Bug 261196 - databases/db5: __db_pthread_mutex_lock fails with EINVAL on armv7
Summary: databases/db5: __db_pthread_mutex_lock fails with EINVAL on armv7
Status: Open
Alias: None
Product: Ports & Packages
Classification: Unclassified
Component: Individual Port(s) (show other bugs)
Version: Latest
Hardware: Any Any
: --- Affects Only Me
Assignee: Matthias Andree
URL:
Keywords:
Depends on: 197227 205001
Blocks:
  Show dependency treegraph
 
Reported: 2022-01-14 13:19 UTC by Robert Clausecker
Modified: 2022-01-15 20:24 UTC (History)
0 users

See Also:
mandree: maintainer-feedback+


Attachments
config.log (223.17 KB, text/plain)
2022-01-15 20:24 UTC, Robert Clausecker
no flags Details

Note You need to log in before you can comment on or make changes to this bug.
Description Robert Clausecker 2022-01-14 13:19:49 UTC
A build of mail/bogofilter (databases/db5 consumer) fails during the test suite with failure cause:

FAIL: t.probe
=============

BDB2023 pthread lock failed: Invalid argument
BDB0061 PANIC: Invalid argument
BDB0060 PANIC: fatal region error detected; run recovery
bogofilter[5027]: DB_ENV->open, err: -30973, BDB0087 DB_RUNRECOVERY: Fatal error, run database recovery
To recover, run: bogoutil -v --db-recover "./checks.4991.20220114T122654"
FAIL t.probe (exit status: 3)

This error seems to be produced by function __db_pthread_mutex_lock in db-5.3.28/src/mutex/mut_pthread.c.  It appears that it only occurs when building on armv7 (and possibly armv6 which I cannot test).

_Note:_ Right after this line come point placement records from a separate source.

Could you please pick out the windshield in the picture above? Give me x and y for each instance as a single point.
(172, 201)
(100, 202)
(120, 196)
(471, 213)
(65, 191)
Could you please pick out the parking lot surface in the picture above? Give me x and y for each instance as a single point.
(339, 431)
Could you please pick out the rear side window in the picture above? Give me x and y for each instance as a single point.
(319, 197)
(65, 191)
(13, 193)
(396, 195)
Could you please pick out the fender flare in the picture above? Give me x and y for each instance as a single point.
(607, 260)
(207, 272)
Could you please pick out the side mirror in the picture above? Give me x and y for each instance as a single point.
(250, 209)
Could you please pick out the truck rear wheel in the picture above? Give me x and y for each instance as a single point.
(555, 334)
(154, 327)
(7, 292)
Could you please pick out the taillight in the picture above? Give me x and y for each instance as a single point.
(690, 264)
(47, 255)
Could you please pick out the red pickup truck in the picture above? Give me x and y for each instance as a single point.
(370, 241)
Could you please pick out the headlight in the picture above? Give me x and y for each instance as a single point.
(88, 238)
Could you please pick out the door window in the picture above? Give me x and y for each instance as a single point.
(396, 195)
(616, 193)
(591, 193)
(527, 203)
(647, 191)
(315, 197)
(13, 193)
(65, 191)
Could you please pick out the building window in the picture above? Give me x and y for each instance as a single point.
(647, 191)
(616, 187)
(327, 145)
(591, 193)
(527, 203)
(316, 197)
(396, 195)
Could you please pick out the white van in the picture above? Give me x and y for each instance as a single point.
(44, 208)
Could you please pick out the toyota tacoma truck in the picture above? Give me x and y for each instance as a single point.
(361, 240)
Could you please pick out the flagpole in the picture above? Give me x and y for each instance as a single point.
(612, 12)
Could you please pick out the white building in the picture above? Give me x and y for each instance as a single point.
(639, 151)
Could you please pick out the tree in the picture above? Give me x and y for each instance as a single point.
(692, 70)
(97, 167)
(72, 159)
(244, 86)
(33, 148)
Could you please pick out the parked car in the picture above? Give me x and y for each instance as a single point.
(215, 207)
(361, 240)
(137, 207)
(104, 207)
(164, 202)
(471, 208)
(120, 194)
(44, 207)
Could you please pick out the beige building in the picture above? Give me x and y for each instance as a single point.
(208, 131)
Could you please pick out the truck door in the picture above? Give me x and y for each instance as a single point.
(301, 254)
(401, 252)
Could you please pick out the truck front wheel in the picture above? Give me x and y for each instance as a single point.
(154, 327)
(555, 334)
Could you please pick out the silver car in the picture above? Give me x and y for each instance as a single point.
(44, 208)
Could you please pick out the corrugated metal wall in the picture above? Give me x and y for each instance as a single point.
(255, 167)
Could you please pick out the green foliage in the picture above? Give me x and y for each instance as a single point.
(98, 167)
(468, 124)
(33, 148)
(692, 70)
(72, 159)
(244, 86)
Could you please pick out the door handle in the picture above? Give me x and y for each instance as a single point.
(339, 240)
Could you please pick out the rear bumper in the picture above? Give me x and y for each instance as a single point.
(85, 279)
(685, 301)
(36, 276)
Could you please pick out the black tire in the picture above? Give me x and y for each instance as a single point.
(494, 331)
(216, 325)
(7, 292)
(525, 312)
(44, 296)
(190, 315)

Unfortunately the db5 code is quite convoluted and I have not been able to figure out what specific function has been called with an invalid argument.  Given that databases/db5 is subject to special treatment on armv6/armv7 (see bug #197227), this latent issue might have been hidden on other architectures.

If desired, I also volunteer to develop a patch to replace the SWP instruction with modern exclusive loads/stores to avoid having to go through the pthreads code path.
Comment 1 Matthias Andree freebsd_committer 2022-01-15 18:51:42 UTC
I believe we fixes this for armv6 shy of seven years ago already. 
Can you please provide more detail?

We need to know especially the ${ARCH} on your system, and possibly find out if db5 is using POSIX mutexes: 

What do you get from "make -C /usr/ports/databases/db5 -V ARCH"?

What FreeBSD version are you building on?

What do you get from "make -C /usr/ports/databases/db5 -V CONFIGURE_ARGS"?

Can you attach your config.log?
Comment 2 Matthias Andree freebsd_committer 2022-01-15 18:53:12 UTC
(In reply to Matthias Andree from comment #1)
oh, and the fix from the other PR 205001 then extended the bugfix to armv6hf and armv7 and whatever else matches armv*
Comment 3 Robert Clausecker 2022-01-15 20:24:13 UTC
Created attachment 231029 [details]
config.log

Hi Matthias,

See attached file for config.log.

The device has ARCH=armv7 and

    make -V CONFIGURE_ARGS
    --enable-cxx --enable-stl --enable-dbm  --enable-compat185 --enable-dump185  --includedir=/usr/local/include/db5  --libdir=/usr/local/lib/db5  --bindir=/usr/local/bin/db5 --with-cryptography=yes --disable-debug --disable-umrw --disable-java --disable-localization --disable-sql --disable-sql_codegen --disable-tcl --without-tcl --enable-posixmutexes --with-mutex=POSIX/pthreads --prefix=/usr/local ${_LATE_CONFIGURE_ARGS}

It is pretty clear the POSIX mutexes are enabled because error 2023 is only caused by the POSIX mutex code path.

> What FreeBSD version are you building on?

I am building on FreeBSD 13.0-RELEASE-p6.